Entre avanços, paralisações e mudanças de rumo, o projeto chega a uma fase decisiva e reacende a expectativa de transformar a relação do Semiárido com a escassez de água
Por Ana Júlia Silva, Especial para Revista Nordeste
Desde que Dom Pedro II defendeu, ainda no século XIX, a ideia de levar as águas do Rio São Francisco para regiões castigadas pela seca, o projeto atravessou impérios, repúblicas, mudanças de governo, disputas políticas e desafios de engenharia.

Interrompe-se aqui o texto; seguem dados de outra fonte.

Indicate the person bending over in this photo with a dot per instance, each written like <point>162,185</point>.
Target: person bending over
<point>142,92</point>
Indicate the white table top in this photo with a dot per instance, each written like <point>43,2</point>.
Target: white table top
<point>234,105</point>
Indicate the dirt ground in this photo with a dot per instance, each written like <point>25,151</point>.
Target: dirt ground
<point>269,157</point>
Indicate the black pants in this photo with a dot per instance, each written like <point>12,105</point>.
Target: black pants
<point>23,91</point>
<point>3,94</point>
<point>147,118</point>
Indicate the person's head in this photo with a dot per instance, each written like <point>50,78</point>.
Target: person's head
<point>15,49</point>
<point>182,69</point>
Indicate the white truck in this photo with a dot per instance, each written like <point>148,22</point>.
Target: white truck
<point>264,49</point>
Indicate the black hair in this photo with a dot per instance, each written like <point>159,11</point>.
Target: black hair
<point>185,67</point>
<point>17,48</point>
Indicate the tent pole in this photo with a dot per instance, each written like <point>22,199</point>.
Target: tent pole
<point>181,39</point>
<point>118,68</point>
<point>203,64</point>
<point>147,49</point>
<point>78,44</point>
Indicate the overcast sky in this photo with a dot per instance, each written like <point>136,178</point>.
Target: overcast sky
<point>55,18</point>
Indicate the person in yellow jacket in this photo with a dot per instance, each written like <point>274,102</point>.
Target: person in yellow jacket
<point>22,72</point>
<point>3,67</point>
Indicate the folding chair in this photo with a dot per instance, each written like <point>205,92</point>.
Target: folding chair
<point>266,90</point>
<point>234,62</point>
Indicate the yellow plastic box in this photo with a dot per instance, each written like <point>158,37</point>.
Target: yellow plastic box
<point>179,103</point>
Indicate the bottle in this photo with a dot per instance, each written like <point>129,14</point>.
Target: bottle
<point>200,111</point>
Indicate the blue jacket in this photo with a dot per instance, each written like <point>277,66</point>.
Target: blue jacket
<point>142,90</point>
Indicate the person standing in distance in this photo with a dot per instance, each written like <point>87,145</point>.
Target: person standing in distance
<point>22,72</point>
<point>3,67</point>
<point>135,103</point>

Quase dois séculos depois das primeiras discussões, a conclusão de estruturas como o Canal do Apodi e o Túnel Major Sales aproxima a transposição de um objetivo perseguido por gerações: garantir segurança hídrica ao Semiárido nordestino e reduzir os efeitos históricos da escassez de água.

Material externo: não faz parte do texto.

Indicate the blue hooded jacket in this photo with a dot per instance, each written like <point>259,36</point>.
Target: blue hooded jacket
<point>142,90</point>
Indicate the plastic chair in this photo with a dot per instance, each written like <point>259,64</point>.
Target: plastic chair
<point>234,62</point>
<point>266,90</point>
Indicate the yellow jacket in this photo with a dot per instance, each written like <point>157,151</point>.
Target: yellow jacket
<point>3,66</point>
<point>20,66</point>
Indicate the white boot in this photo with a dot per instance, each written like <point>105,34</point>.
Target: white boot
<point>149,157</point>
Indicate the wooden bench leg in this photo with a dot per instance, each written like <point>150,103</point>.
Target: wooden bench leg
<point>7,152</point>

Localizado na divisa entre a Paraíba e o Rio Grande do Norte, o Túnel Major Sales possui 6,5 quilômetros de extensão, capacidade para transportar até 20 metros cúbicos de água por segundo e integra os 115,5 quilômetros do Ramal do Apodi. Quando estiver totalmente operacional, permitirá que as águas do São Francisco cheguem ao Oeste potiguar, beneficiando mais de 750 mil pessoas em 54 municípios dos dois estados e também do Ceará.
A entrega da obra, no início de julho, realizada pelo presidente Luiz Inácio Lula da Silva e pela governadora do Rio Grande do Norte, Fátima Bezerra, simbolizou mais um passo na mudança da relação histórica do Nordeste com a seca.
Em seu discurso, Lula recuperou a longa trajetória do empreendimento ao lembrar que a proposta surgiu ainda no século XIX.
“Essa obra tentou ser feita desde 1846. Ainda o imperador Dom Pedro II queria fazer essa obra. De 1846 até 2005, nunca deixaram que ela fosse realizada.”
Rompimento de um ciclo
Para o presidente, a chegada da água representa também a possibilidade de romper um ciclo histórico de migração provocado pela estiagem.

“O sonho de quem ia para o Sul era um dia poder voltar para sua terra. E, para voltar, precisava existir alguma coisa que motivasse esse retorno. Uma delas é a água.”
Ao recordar a infância no Rio Grande do Norte, quando acompanhava a mãe em longas caminhadas para buscar água em cacimbas,uma realidade que ainda persiste em parte do Semiárido , Fátima Bezerra atribuiu um significado simbólico à inauguração.
“O que estamos inaugurando aqui não é apenas um túnel. É uma passagem entre um passado marcado pela escassez e um futuro construído com dignidade, esperança e justiça.”
Apesar do caráter histórico da cerimônia, o evento também evidenciou que a transposição ainda avança para sua etapa final. No momento da inauguração, a água ainda não havia alcançado o túnel, chegando apenas posteriormente, após percorrer todo o sistema.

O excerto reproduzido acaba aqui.